In "The Quantum Theory of Fields" Weinberg says the following in the Appendix B to Chapter 2:
> To prove this theorem, let us recall the method by which we construct the operators corresponding to symmetry transformations. As described in Section 2.2, we introduce a set of real variables $\theta^a$ to parameterize these transformations, in such a way that the transformation satisfy the composition rule (2.2.15): $$T(\bar{\theta})T(\theta)=T(f(\bar{\theta},\theta)).$$
We want to construct operators $U(T(\theta))\equiv U[\theta]$ that satisfy the corresponding condition $$U[\bar{\theta}]U[\theta]=U\left[f(\bar{\theta},\theta)\right].\tag{2.B.1}$$
To do this, we lay down arbitrary 'standard' paths $\Theta_\theta^a(s)$ in group parameter space, running from the origin to each point $\theta$, with $\Theta^a_\theta(0)=0$ and $\Theta_\theta^a(1)=\theta^a$, and define $U_\theta(s)$ along each such path by the differential equation $$\dfrac{d}{ds}U_\theta(s)=it_aU_\theta(s) h^a_{\phantom{a}b}(\Theta_\theta(s))\dfrac{d\Theta^a_\theta(s)}{ds}\tag{2.B.2}$$ with the initial condition $$U_\theta(0)=1,$$ where $$[h^{-1}]^a_{\phantom{a}b}(\theta)=\left[\dfrac{\partial f^a(\bar{\theta},\theta)}{\partial \bar{\theta}^b}\right]_{\bar{\theta}=0}.$$
Just to summarize the notation, here one is dealing with a Lie group $G$, the function $T : \mathbb{R}^n\to G$ is a parameterization (i.e., the inverse of a coordinate chart) and the function $f$ is the coordinate-version of the multiplication operation. The matrix $h^a_{\phantom{a}b}$ seems to be the components of the inverse of the pushforward of the right translation map $h\mapsto hg$.

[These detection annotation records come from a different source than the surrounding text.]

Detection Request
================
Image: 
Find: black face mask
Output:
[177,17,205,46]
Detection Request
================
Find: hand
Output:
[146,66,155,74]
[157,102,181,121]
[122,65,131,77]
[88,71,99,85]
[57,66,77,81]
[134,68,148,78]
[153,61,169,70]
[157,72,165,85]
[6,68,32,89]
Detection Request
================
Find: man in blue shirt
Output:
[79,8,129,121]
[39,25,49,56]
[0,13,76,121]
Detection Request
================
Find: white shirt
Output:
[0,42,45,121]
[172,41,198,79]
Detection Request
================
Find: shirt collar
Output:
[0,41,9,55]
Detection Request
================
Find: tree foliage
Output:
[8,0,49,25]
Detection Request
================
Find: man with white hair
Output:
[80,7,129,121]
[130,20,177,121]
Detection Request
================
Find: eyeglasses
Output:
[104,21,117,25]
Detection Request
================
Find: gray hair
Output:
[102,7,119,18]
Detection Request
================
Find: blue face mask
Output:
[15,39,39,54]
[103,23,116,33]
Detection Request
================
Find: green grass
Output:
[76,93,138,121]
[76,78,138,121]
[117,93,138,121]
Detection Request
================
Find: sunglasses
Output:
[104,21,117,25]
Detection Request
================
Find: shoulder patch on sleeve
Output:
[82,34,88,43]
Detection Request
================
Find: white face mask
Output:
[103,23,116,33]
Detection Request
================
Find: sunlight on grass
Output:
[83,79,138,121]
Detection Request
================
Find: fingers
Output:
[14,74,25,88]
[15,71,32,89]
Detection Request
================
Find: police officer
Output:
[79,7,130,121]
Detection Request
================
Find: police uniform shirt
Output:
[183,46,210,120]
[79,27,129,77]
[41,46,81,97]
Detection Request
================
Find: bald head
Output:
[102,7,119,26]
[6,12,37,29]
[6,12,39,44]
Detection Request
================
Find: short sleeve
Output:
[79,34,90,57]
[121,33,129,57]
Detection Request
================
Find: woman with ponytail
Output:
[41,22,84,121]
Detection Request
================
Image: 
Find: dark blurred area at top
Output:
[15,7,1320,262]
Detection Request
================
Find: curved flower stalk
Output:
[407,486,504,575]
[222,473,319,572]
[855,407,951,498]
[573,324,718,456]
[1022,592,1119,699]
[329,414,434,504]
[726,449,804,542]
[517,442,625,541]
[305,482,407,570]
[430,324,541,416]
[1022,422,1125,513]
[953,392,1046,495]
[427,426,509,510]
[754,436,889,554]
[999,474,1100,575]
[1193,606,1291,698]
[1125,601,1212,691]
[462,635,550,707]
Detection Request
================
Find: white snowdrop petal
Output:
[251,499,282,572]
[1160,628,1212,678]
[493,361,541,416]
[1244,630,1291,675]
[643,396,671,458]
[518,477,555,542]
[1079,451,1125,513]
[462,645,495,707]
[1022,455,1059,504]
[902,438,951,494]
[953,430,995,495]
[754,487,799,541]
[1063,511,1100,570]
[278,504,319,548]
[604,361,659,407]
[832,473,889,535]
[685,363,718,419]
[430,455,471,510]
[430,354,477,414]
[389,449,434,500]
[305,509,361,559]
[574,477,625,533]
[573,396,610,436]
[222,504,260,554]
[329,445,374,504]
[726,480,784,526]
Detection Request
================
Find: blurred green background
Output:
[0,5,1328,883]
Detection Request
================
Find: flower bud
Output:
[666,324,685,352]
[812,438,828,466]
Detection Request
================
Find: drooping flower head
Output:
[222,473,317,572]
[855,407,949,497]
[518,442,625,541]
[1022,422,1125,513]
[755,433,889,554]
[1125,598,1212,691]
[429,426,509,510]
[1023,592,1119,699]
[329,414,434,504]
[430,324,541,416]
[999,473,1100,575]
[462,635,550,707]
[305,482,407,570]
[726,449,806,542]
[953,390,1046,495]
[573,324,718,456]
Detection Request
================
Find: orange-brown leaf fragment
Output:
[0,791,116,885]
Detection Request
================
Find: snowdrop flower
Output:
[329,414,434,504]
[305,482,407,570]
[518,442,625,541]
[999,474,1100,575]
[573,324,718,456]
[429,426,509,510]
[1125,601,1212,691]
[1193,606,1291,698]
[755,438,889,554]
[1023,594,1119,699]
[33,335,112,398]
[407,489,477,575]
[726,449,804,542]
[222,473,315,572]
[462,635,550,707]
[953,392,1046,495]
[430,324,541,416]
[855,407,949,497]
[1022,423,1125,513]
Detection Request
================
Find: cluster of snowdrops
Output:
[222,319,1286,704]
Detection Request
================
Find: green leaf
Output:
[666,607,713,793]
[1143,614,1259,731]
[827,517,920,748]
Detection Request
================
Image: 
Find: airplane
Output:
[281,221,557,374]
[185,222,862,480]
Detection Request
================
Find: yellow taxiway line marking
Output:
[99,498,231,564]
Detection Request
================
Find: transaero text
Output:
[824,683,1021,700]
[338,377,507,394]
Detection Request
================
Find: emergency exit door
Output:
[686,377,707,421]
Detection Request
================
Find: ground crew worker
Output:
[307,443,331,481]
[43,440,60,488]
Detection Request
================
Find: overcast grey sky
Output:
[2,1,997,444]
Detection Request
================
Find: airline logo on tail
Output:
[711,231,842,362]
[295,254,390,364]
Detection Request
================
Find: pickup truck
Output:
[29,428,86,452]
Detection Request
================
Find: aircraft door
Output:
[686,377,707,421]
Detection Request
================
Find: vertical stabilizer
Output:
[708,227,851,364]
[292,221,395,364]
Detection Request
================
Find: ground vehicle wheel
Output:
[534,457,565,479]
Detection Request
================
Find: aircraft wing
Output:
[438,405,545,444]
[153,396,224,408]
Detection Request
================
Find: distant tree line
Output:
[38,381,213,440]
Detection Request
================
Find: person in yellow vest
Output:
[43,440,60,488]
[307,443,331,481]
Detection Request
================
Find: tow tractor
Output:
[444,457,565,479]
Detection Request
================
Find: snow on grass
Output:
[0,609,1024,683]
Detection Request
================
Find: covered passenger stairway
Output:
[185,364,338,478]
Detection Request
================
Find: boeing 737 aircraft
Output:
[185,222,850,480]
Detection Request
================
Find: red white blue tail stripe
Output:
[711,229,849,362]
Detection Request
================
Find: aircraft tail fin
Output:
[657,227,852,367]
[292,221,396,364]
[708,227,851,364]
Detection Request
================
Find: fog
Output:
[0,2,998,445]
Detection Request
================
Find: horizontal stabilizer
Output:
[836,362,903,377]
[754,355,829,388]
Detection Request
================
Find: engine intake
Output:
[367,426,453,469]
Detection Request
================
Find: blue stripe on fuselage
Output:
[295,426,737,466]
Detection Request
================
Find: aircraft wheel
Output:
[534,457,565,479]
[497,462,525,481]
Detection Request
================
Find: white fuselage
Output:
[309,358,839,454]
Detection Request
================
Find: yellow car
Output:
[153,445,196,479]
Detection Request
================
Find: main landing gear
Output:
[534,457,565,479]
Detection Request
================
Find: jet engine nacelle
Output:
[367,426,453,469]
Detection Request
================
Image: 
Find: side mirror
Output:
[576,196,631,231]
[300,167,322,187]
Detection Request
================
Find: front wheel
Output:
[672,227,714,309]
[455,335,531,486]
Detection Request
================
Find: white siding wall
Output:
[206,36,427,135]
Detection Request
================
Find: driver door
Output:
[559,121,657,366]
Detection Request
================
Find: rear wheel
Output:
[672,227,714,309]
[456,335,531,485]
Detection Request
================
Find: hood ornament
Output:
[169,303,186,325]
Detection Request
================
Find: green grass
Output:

Now, if I understand, what Weinberg is doing is the following: we have some Hermitian operators $t_a$ (which I believe implicitly constitute a representation of the Lie algebra $\mathfrak{g}$) and want to build out of this a unitary representation of the group.
My issue though is where Eq. (2.B.2) comes from.
At first I thought Eq. (2.B.2) had something to do with the notion of [derived representation][1] defined through the relation on smooth vectors $U(\exp(sA)) = \exp(s dU(A))$ linking the group representation $U$ to the algebra representation $dU$. But this seems nothing like what Weinberg does (Weinberg is taking an arbitrary path on the group, not $\exp(sA)$).
Now where equation (2.B.2) comes from? In other words why the unitary operation $U[\Theta_\theta(s)]$ satisfies (2.B.2)?
[1]: https://physics.stackexchange.com/q/324204/